Anyone know of an alternative method to blocking internet access for IP/MAC address other than creating a drop rule on the firewall? It seems this isn’t immediate when activating, not sure if i missed something
/ip fi n add chain=srcnat place-before=0 src-address=XXX.XXX.XXX.XXX
You have missed that the default firewall is stateful, which in brief (and for several good reasons) means that if the first packet of a connection is accepted, all the rest of that connection is accepted too.
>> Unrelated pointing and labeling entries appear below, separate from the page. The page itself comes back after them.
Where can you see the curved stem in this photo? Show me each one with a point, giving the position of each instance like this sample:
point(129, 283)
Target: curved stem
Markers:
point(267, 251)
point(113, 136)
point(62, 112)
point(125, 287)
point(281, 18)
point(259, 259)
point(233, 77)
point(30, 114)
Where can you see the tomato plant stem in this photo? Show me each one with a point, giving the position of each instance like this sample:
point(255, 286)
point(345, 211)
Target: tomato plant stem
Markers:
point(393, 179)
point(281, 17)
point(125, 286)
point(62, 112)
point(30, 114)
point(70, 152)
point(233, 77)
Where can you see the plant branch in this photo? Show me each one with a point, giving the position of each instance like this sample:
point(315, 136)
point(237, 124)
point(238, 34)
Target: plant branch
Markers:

To make sure that the internet access will be cut also for already existing connections, the drop rule for that respective IP address has to be added before (above) the “accept related, established with no other conditions” one.
Also bear in mind that youtube and other video services usually buffer the data, so the whole clip may be already downloaded at the moment you cut the connection.
Hmm, I dont seem to have that, only “defconf: accept established,related,untracked”
That’s the one I had in mind. This rule accepts packets belonging to any already ongoing connection. So you need to place a selective action=drop one before it to break existing connections to/from the IP you want to prevent from accessing internet.
I see, there are 2 incidents with it, 1 of the chains being input and the other being forward, which one would it be before? Also what would the chain be on the block rule itself? It does work when its active and i want to refresh a webpage but for gaming etc the connection still stands
The forward chain deals with everything that passes through the router; chain input deals with traffic to the router itself. So the block rule must be in the forward chain.
I see, it still doesn’t block active connections, is there another block i could attempt?